Rappelons d’abord l’absolue imbrication des manœuvres et décisions politiques de Téhéran sur les élections américaines et réciproquement. Le mythe fondateur de la République islamique d’Iran, la prise d’otage de l’Ambassade américaine initiée en 1979 aura valu au président sortant Jim Carter de n’être pas réélu au profit de Donald Reagan en 1981. C’est d’ailleurs le spectre de cet épisode qui aura très certainement motivé l’administration Trump à procéder à l’assassinat ciblé du général Qassem Soleymani en réponse à l’investissement violent de l’ambassade américaine à Bagdad par les miliciens du hashd, le 1erjanvier 2020.
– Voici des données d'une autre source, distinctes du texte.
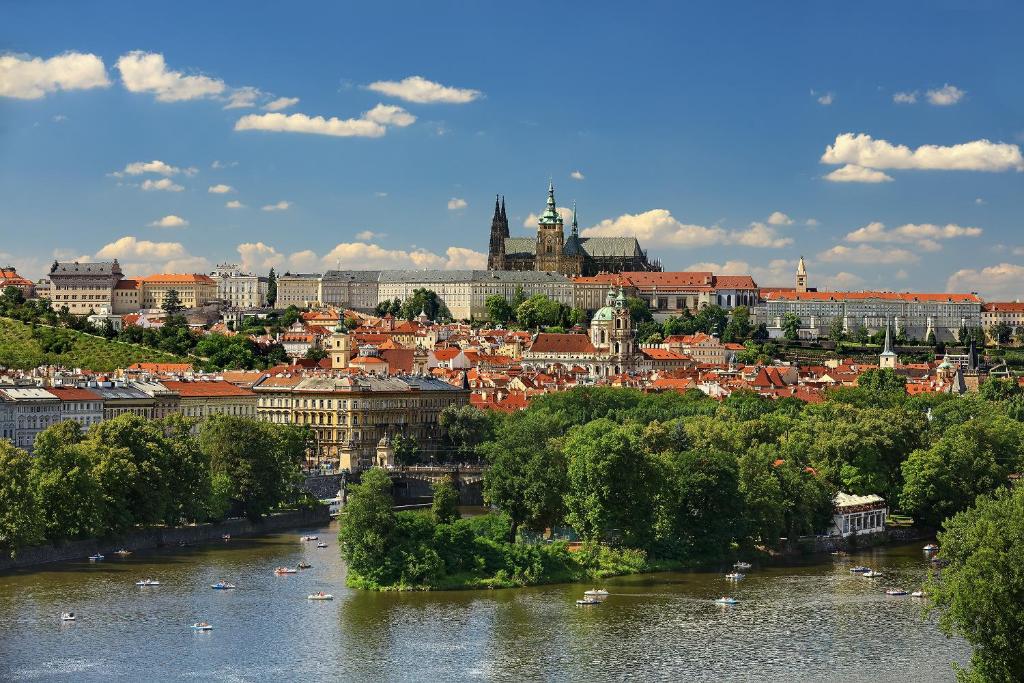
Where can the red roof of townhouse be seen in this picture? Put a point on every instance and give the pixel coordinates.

Réciproquement, la politique américaine a une réelle incidence sur les élections iraniennes et on peut par exemple estimer que l’arrivée de Mahmoud Ahmadinejad à la présidence de la République islamique en 2005 aura été une réaction directe au fait que Georges Bush ait ignoré à plusieurs reprises la main tendue par les réformateurs dont Mohammad Khatami, président iranien de 1997 à 2005, était le chef de file. Ce dernier avait suspendu le slogan caractéristique de la rhétorique islamiste « Marg bar Amrika ! » (Mort à l’Amérique !), il ne cessait d’évoquer le « dialogue des civilisations » dans ses discours officiels, avait exprimé sa solidarité avec le peuple américain suite aux attentats du 11 septembre, ou encore, avait activement contribué à la chute des Talibans en Afghanistan et proposé un plan général pour la stabilité de la région. Ces mains tendues, soldées par un placement de l’Iran dans l’Axe du Mal par le Président Bush, aura, sans doute aucun, largement contribuer à propulser le conservateur Ahmadinejad au pouvoir.

Encore, lors des dernières élections américaines de 2016, n’oublions pas que de nombreuses pétromonarchies du Golfe avaient financé les campagnes à grande échelle pour infléchir la politique étrangère américaine à l’égard de l’Iran, au profit de ces mêmes pétromonarchies.

Enfin, et pour ne donner qu’un dernier exemple, force est de constater le poids de la date symbolique choisie par Donald Trump pour effectuer son premier voyage à l’étranger en tant que Président des USA : c’est le jour des élections présidentielles iraniennes que Trump décide de contrevenir à la tradition présidentielle américaine voulant que le premier déplacement à l’étranger s’effectue soit au Mexique, soit au Canada. Donald Trump envoie ainsi un signal fort aux Iraniens en prenant l’initiative de se rendre à Riyad pour ce premier séjour, qui plus est, dans l’optique de signer des contrats d’armement avec la cour saoudienne.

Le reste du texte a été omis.